C'est un plaisir habituel de cinéphile que de visionner les premiers courts métrages de ces cinéastes favoris, dans l'espoir de parvenir à déceler, dans le meilleur de cas, les prémices de la future filmographie de génie qui transparaît déjà en dépit des contraintes techniques et des maladresses de jeunesse. Et si c'est une expérience hélas beaucoup plus rare dans le jeu vidéo, c'est pourtant ce que nous propose ce Cloud révélant déjà en son temps les clés du génie interactif de Jenova Chen.

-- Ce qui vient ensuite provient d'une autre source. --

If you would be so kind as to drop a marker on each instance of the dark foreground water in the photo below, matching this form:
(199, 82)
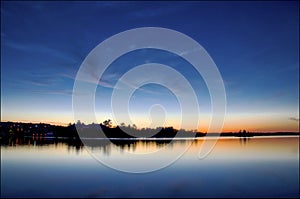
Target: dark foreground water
(252, 167)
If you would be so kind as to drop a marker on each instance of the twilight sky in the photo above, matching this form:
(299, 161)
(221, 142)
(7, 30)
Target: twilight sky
(255, 46)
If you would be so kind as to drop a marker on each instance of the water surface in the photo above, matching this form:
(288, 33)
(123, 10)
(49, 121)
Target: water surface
(236, 167)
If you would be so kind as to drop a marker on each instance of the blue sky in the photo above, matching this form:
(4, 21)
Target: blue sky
(254, 44)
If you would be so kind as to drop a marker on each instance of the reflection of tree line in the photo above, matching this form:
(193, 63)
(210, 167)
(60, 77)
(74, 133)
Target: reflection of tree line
(103, 145)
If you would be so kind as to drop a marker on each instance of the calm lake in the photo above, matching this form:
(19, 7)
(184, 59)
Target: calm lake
(236, 167)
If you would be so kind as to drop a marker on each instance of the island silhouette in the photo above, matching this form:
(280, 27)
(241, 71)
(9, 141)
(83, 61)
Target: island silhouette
(20, 129)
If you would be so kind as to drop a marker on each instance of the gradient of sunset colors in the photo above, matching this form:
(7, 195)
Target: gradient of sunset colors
(254, 44)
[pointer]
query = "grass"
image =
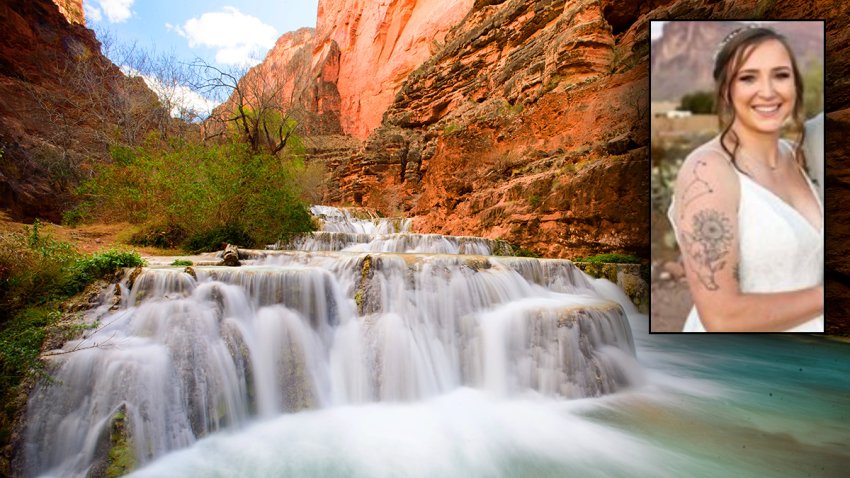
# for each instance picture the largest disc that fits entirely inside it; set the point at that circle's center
(37, 274)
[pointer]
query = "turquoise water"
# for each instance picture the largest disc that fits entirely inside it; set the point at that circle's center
(708, 406)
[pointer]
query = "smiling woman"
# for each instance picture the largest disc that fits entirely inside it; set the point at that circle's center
(748, 220)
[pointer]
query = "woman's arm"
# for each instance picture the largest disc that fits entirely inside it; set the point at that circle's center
(707, 196)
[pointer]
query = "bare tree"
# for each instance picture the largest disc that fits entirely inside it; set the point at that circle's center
(254, 106)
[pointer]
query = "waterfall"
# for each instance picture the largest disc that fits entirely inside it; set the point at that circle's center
(366, 312)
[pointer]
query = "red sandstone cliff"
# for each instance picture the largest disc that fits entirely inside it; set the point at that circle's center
(380, 44)
(72, 10)
(343, 75)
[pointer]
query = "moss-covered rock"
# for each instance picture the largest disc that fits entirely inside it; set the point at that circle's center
(116, 452)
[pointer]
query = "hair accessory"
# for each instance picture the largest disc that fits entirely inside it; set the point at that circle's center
(732, 35)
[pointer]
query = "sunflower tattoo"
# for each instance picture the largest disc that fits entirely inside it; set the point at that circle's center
(708, 243)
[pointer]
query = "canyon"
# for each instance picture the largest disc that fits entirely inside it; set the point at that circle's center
(522, 121)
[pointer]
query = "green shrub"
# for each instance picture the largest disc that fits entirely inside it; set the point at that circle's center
(609, 258)
(37, 273)
(97, 266)
(164, 236)
(206, 189)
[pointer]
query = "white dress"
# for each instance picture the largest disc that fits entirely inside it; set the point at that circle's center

En effet tout est déjà en place : le parti pris intimiste et humain plaçant le joueur dans les rêves aériens d'un enfant malade, le gameplay instinctif délaissant les obstacles pour privilégier la sensation onirique de liberté et même la touche mélancolique d'écologie qui saupoudre l'ensemble. Pour le reste, ces nobles ambitions n'étaient évidemment pas encore concrétisées à leur paroxysme dans ce premier jeu. Les contraintes techniques offrent bien sûr un rendu visuel grossier en comparaison de l'imaginaire foisonnant de Journey mais surtout contraignent le joueur à ne voler que sur un plan horizontal, ce qui amoindrit considérablement le sentiment de liberté qu'essaie de véhiculer l'expérience interactive. Enfin quelques maladresses bien compréhensibles de Game Design ternissent le tableau de par un manque de clarification des objectifs contrairement aux chefs d’œuvres ultérieurs de Jenova Chen.

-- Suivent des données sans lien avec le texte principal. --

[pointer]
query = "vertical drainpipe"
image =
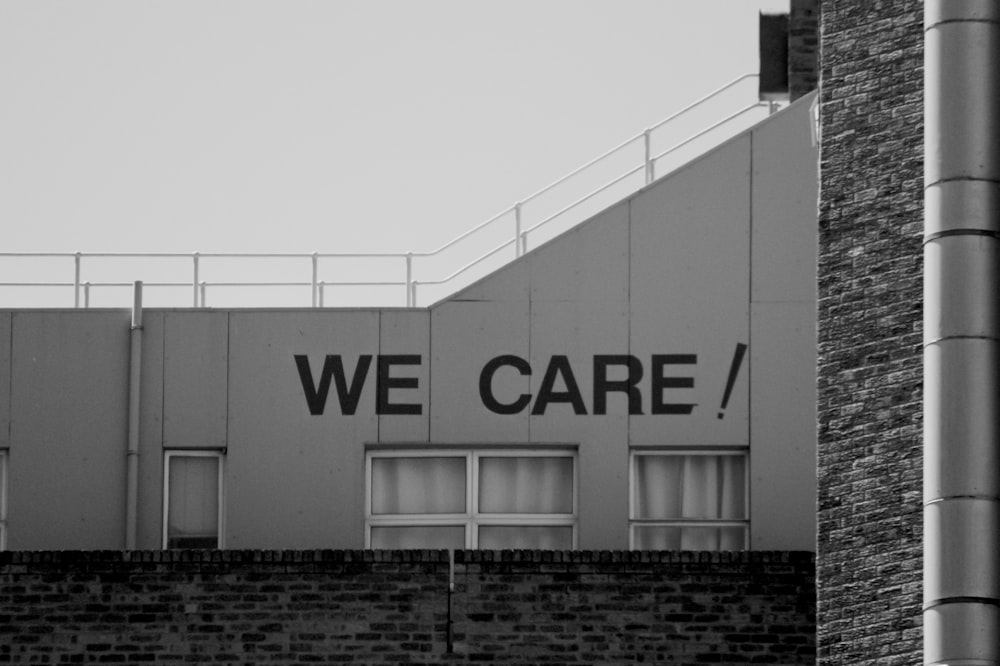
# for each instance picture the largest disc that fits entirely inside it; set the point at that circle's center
(961, 332)
(132, 456)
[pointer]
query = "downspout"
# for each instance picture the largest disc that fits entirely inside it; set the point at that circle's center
(961, 332)
(132, 455)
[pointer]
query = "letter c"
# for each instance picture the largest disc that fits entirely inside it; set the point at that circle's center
(486, 384)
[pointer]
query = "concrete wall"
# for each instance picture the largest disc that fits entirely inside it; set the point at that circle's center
(715, 257)
(524, 607)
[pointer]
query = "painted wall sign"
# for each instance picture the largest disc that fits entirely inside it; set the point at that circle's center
(558, 386)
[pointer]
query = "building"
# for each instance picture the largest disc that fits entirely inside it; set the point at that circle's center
(610, 438)
(670, 337)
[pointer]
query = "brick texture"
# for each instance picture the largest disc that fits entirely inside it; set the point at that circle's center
(803, 48)
(870, 358)
(511, 607)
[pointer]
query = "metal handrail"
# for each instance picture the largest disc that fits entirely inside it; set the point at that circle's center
(317, 286)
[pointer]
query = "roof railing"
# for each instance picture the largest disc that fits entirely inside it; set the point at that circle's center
(317, 287)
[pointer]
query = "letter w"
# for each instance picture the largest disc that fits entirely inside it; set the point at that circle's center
(333, 367)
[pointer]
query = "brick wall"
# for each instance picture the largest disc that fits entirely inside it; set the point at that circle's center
(869, 386)
(296, 607)
(803, 48)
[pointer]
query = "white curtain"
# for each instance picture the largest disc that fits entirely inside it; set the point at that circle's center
(418, 485)
(525, 485)
(193, 511)
(533, 537)
(690, 487)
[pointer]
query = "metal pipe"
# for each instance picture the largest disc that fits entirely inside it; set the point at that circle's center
(648, 159)
(517, 230)
(132, 454)
(194, 282)
(961, 332)
(76, 280)
(409, 279)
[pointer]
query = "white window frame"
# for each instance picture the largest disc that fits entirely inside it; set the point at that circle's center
(634, 522)
(4, 458)
(194, 453)
(472, 518)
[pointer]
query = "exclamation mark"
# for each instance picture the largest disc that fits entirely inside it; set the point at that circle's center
(734, 370)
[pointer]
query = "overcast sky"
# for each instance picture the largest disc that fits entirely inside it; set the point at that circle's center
(244, 125)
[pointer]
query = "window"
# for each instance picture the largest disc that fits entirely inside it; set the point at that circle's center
(488, 499)
(688, 500)
(3, 500)
(192, 502)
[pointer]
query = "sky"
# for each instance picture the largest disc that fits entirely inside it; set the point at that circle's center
(328, 126)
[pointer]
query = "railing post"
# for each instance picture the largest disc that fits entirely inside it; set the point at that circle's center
(517, 229)
(648, 142)
(410, 284)
(76, 280)
(315, 259)
(194, 282)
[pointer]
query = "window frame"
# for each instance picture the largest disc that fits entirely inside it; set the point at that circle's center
(193, 453)
(472, 519)
(634, 522)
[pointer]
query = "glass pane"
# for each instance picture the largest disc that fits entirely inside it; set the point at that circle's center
(544, 537)
(696, 487)
(419, 536)
(526, 485)
(655, 537)
(418, 485)
(193, 513)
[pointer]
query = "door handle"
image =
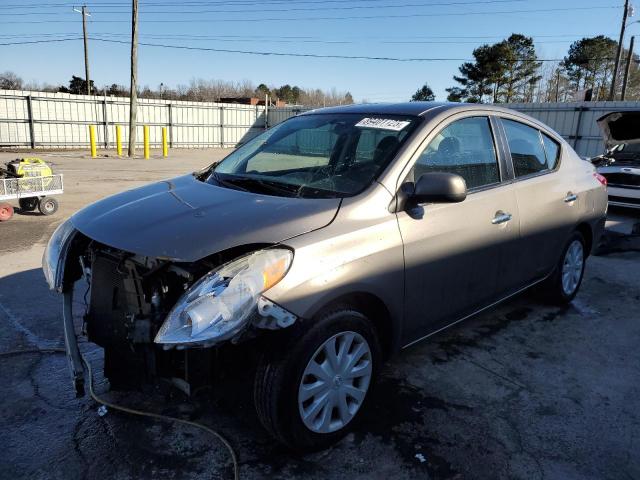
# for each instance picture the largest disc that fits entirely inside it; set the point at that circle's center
(501, 217)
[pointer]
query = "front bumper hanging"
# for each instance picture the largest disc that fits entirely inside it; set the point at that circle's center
(71, 345)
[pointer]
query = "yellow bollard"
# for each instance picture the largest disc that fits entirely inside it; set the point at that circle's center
(92, 141)
(165, 147)
(118, 140)
(146, 142)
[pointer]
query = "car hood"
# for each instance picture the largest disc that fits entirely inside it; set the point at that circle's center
(185, 219)
(620, 127)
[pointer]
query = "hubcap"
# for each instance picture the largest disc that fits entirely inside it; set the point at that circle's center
(572, 267)
(335, 382)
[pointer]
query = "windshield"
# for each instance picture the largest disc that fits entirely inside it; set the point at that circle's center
(316, 156)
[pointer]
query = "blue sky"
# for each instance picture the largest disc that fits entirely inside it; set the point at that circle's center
(400, 28)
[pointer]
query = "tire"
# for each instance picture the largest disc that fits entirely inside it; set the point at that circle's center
(563, 284)
(28, 204)
(48, 205)
(279, 381)
(6, 212)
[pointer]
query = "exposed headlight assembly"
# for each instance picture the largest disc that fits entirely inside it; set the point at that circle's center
(55, 255)
(218, 305)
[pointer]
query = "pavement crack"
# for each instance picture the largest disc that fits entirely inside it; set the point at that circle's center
(493, 372)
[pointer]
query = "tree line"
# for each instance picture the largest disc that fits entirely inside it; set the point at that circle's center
(198, 90)
(511, 71)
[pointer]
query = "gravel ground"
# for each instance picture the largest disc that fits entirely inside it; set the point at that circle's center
(524, 391)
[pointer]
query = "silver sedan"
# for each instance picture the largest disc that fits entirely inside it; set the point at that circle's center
(321, 247)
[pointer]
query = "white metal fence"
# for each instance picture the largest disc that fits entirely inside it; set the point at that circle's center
(576, 122)
(60, 120)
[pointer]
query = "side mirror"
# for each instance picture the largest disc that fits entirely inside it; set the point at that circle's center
(439, 187)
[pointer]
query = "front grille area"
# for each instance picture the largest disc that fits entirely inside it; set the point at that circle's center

Mais malgré tout il serait dommage de ne pas s'intéresser à cette première expérimentation, gratuite de surcroît, si vous avez été sensibles à la démarche humaniste de Flower et Journey dont la réussite émotionnelle n'était vraiment pas due au hasard comme le démontre ce premier essai perfectible mais déjà gorgé de bonnes intentions. Et il ne serait d'ailleurs pas inintéressant de voir un remake de ce projet qui possède un potentiel certain dont Jenova Chen et son équipe sauraient aujourd'hui le transcender avec brio.